Manila - Anti-narcotics experts raised the alarm on Wednesday over rising abuse of amphetamine-type stimulants (ATSes) in East and South-East Asia and called for closer international cooperation to solve the growing menace. Jeremy Douglas, project coordinator for the United Nations Office on Drugs and Crime, said consumption of such drugs in the region has been increasing for the past three years.
The drugs that are commonly abused are methamphetamine pills called yaba or yama, crystal methamphetamine called shabu or ice, and ecstasy pills, Douglas said.
"A number of countries [in the region] are citing ATS as the primary or secondary drug abused," he told anti-narcotics experts from 11 countries at the start of a three-day forum in Manila about the drug menace in Asia.

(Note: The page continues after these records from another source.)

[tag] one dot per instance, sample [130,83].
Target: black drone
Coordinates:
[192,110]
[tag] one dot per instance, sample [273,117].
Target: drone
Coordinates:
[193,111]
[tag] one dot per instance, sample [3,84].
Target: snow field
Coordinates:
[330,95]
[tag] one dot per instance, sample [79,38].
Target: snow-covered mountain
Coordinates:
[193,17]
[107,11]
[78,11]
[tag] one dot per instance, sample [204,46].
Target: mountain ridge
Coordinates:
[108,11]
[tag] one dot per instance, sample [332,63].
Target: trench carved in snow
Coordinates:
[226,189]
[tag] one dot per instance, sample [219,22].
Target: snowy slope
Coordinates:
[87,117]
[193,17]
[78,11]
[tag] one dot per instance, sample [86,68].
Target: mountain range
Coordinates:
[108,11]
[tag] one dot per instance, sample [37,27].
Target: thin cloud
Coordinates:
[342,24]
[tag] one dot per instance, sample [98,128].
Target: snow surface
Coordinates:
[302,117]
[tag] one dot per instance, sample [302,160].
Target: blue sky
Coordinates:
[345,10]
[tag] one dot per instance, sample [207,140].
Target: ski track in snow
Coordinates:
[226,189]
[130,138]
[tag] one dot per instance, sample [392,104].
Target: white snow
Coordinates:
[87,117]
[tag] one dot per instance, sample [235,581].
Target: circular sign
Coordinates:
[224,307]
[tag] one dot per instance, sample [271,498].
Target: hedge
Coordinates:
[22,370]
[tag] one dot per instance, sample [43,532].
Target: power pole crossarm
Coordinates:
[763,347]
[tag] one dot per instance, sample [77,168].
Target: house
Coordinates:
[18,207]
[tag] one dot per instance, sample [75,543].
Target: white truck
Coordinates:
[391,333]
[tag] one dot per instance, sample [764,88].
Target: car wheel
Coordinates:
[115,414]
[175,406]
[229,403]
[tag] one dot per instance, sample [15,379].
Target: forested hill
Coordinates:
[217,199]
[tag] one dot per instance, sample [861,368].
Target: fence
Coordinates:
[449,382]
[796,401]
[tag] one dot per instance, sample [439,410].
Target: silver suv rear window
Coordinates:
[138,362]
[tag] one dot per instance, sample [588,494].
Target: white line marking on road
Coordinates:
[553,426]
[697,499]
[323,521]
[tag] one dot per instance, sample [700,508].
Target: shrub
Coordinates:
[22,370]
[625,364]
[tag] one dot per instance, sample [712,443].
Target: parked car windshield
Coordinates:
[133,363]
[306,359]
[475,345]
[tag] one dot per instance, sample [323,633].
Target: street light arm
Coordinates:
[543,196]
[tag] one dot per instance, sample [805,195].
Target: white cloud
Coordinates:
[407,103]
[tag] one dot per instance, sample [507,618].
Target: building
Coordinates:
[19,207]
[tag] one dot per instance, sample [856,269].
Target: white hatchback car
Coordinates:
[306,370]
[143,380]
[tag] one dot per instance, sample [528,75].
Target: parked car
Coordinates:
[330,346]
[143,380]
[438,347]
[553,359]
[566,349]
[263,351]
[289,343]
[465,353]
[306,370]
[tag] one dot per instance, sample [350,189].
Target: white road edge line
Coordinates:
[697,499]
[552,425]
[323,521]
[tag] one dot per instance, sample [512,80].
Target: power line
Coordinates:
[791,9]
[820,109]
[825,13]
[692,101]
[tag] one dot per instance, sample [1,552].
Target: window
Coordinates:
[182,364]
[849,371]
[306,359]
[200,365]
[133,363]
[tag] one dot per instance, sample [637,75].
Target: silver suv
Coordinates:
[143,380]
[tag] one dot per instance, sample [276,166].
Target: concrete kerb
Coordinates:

According to his office's latest publication, Patterns and Trends of Amphetamine-Type Stimulants and Other Drugs of Abuse in East Asia and the Pacific 2006, six countries in the region rank methamphetamines as the leading drug abused.
The report noted that methamphetamine pills were predominantly abused in Cambodia, Laos, Myanmar, Thailand and Vietnam while the crystal form is popular in Brunei, China, Japan, Malaysia, the Philippines and Singapore.
Anselmo Avenido. chairman of the Philippines' Dangerous Drugs Board, said of the abusers of such stimulants around the world, 60 per cent are found in East and South-East Asia.
"Moreoever the number of seized clandestine methamphetamine laboratories in the region rose from 48 to 64 in 2006," he added.
Avenido conceded that shabu is the most favoured drug among Filipino drug users, replacing marijuana, which was the most popular drug in the 1970s.
Shabu became the drug of choice because it has more powerful effects than marijuana and has become more accessible, Avenido said.
Akira Fujino, representative of the UN Office on Drugs and Crime in East Asia and the Pacific, said synthetic drugs like amphetamine-type stimulants are easier to manufacture compared with cultivating poppies and marijuana.
"You can produce these drugs in the kitchen," he said.
Fujino called for closer international cooperation to stop the smuggling of precursors for these drugs so that production could be contained.
In 2006, 40 million ATS pills were seized in the region along with 8.4 tons of crystal methamphetamine. This is an increase from 2005 of almost 15 million methamphetamine pills and 1.4 tons of crystal meth.